In this embodiment, the grabbing mechanism 3 includes a first manipulator 301, the first manipulator 301 is installed on a lower plate 302, a vertical plate 303 is vertically arranged at one end of the lower plate 302, an upper plate 304 is installed on the top of the vertical plate 303, the upper plate 304, the vertical plate 303 and the lower plate 302 are spliced to form a U-shaped structure, the upper plate 304 is fixed on a sliding block of an X-direction linear module 305, the X-direction linear module 305 is fixed on the upper end of an L-direction plate 306, the lower end of the L-direction plate 306 is fixed on a sliding block of a first Z-direction linear module 307, the first Z-direction linear module 307 is vertically installed on a rack 308, and the rack 308 is fixed on the workbench 2. Snatch mechanism 3 is used for snatching sample box 9 and drives sample box 9 and move in vertical direction and/or fore-and-aft direction, has the advantage that job stabilization is reliable, degree of automation is high, work efficiency is high.

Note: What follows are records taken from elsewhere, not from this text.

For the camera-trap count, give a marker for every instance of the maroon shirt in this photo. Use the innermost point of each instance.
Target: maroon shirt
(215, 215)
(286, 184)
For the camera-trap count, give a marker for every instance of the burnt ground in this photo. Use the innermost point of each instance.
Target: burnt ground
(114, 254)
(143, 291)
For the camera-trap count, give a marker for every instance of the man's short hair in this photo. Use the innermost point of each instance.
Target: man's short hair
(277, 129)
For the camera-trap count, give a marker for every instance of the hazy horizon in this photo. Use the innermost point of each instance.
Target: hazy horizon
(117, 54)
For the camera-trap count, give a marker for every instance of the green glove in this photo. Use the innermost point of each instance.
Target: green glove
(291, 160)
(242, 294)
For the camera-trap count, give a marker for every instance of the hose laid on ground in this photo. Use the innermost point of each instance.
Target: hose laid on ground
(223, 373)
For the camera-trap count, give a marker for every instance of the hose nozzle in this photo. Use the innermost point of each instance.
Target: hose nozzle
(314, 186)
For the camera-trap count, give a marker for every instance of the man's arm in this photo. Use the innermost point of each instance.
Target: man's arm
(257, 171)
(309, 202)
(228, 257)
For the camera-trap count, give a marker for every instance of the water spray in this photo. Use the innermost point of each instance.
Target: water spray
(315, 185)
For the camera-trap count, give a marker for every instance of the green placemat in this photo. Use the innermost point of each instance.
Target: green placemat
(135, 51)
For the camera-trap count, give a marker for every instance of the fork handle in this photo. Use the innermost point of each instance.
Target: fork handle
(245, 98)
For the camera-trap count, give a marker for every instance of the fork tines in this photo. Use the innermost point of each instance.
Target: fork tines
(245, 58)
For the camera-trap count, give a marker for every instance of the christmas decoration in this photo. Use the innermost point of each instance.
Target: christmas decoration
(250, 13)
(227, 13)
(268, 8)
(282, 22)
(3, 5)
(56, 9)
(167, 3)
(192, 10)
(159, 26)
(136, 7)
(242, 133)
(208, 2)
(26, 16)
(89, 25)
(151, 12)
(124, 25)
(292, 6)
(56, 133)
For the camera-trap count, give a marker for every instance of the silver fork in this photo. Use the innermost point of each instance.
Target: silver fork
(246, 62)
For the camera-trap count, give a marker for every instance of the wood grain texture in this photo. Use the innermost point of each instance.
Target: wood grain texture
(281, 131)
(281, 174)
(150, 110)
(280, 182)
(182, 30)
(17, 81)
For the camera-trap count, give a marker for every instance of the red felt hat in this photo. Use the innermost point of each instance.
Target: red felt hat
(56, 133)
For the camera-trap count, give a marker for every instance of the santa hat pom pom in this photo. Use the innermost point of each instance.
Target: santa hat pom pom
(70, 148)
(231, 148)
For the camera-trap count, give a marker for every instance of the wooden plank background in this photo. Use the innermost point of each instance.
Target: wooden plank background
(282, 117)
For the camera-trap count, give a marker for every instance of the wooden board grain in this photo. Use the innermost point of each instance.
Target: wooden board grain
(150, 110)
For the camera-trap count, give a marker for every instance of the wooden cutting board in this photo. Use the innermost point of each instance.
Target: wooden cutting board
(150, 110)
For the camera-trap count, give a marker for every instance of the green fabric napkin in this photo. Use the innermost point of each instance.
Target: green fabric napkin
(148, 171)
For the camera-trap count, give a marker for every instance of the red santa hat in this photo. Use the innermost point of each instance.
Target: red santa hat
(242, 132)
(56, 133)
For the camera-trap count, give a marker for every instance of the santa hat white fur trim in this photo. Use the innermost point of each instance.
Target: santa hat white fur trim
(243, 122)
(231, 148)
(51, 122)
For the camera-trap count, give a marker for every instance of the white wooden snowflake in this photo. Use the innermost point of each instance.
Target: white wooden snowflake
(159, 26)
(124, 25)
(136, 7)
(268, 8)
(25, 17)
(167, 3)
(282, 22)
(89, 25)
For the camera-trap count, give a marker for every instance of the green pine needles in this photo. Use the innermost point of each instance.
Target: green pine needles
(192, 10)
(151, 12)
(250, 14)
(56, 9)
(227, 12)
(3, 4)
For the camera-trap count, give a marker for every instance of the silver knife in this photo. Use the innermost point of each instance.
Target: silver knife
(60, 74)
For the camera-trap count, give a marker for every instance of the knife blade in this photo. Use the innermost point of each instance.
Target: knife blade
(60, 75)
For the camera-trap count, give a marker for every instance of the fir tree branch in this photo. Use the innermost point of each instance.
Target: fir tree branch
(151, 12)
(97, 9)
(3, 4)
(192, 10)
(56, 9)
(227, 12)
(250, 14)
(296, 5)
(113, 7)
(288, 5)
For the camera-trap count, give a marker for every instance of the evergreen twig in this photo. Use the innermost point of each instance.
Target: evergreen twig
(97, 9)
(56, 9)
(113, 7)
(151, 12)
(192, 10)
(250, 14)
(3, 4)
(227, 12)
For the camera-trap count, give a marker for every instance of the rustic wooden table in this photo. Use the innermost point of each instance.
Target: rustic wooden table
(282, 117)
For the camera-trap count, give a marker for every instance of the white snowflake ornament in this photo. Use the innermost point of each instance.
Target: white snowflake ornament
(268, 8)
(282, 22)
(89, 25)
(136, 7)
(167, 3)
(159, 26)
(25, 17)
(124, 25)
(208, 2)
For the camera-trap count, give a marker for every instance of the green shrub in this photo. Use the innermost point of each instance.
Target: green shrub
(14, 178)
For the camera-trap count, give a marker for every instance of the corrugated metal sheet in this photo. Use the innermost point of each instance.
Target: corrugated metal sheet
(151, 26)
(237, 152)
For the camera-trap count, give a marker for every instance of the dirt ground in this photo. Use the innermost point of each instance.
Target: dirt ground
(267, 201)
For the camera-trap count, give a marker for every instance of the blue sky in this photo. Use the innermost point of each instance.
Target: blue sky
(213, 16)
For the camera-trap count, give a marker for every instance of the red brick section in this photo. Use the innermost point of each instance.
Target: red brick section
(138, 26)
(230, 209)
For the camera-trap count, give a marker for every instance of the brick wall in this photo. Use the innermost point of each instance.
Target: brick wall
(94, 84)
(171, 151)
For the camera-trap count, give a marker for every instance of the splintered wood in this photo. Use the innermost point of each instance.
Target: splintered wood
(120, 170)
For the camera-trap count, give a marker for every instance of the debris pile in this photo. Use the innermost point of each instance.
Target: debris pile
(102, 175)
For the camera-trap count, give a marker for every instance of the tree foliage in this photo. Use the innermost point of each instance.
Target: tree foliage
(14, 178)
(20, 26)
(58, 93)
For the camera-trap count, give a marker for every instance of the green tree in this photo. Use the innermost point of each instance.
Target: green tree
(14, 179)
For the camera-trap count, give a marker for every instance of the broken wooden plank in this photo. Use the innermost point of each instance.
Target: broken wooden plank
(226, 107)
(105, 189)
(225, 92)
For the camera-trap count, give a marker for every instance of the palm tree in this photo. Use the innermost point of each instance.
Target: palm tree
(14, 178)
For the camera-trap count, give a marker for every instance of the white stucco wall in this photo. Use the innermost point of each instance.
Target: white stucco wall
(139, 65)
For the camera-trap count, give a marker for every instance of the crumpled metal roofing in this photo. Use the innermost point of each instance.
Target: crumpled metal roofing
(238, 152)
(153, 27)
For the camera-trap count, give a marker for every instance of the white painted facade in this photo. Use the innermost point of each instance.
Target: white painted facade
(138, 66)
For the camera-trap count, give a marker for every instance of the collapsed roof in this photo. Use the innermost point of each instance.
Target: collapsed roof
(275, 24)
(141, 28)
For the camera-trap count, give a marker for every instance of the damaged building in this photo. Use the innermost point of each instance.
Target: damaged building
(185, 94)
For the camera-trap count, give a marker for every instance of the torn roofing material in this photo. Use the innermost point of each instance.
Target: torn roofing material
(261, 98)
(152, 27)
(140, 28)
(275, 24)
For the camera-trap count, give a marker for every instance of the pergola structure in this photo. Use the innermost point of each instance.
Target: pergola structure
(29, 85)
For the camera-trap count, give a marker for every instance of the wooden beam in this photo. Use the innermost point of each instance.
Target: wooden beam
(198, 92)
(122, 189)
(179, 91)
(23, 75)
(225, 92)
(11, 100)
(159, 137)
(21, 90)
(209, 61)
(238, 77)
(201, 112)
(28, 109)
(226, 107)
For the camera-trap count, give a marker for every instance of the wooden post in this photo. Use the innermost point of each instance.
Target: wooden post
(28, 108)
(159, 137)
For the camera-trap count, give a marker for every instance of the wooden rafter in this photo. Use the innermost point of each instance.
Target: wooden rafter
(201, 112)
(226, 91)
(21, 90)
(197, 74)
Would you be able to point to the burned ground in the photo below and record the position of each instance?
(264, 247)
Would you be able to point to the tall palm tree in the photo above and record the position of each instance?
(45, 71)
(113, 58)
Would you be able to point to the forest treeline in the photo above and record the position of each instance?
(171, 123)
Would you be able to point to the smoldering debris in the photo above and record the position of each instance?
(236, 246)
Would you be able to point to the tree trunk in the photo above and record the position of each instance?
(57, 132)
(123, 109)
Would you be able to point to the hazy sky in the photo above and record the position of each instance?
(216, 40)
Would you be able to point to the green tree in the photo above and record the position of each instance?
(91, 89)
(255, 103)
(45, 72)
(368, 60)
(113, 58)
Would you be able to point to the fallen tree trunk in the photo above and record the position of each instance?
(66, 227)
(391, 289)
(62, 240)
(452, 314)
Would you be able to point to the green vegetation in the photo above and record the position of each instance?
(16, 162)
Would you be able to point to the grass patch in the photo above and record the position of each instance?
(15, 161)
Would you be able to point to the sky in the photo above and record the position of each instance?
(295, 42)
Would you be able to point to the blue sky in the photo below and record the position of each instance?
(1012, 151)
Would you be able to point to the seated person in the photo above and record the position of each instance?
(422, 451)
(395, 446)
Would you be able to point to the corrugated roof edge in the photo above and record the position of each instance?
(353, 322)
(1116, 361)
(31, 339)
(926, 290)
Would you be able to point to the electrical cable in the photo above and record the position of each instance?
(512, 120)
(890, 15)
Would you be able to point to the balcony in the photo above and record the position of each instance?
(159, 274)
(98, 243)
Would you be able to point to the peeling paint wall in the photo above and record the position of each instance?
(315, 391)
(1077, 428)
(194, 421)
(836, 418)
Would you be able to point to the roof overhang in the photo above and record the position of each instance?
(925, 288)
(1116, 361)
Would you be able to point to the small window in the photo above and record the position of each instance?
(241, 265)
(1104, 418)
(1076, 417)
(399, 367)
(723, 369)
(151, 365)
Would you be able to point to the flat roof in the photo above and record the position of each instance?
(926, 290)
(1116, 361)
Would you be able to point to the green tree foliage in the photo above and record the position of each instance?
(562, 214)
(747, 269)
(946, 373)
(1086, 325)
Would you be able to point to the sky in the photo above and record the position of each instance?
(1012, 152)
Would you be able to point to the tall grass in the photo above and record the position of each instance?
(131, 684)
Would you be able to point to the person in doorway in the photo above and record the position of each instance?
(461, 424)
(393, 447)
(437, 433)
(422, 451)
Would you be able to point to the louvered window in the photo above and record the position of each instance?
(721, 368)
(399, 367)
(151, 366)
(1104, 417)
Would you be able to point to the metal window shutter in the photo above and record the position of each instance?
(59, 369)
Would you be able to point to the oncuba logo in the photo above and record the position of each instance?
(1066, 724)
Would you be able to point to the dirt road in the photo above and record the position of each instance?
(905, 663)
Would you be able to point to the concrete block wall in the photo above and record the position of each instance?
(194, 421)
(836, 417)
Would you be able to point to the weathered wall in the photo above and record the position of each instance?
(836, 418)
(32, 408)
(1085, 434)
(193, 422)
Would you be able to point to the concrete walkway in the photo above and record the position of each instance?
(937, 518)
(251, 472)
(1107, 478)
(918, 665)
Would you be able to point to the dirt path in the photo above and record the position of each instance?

In this embodiment, the positioning mechanism 4 includes a placing plate 401 for placing a sample box 9, a plurality of placing grooves are uniformly arranged on the sample box 9, a freezing tube is placed in each placing groove, first sliders 402 are respectively installed at two ends of the lower surface of the placing plate 401, the two first sliders 402 are respectively arranged on corresponding first sliding rails 403, the two first sliding rails 403 are respectively fixed on corresponding first cushion blocks 404, the two first cushion blocks 404 are respectively fixed at two ends of a first moving plate 405, one of the first cushion blocks 404 is provided with a first rack 406, the first rack 406 is engaged with a first gear 407, the first gear 407 is installed on an output shaft of a first motor 408, and the first motor 408 is fixed on the upper surface of the placing plate 401.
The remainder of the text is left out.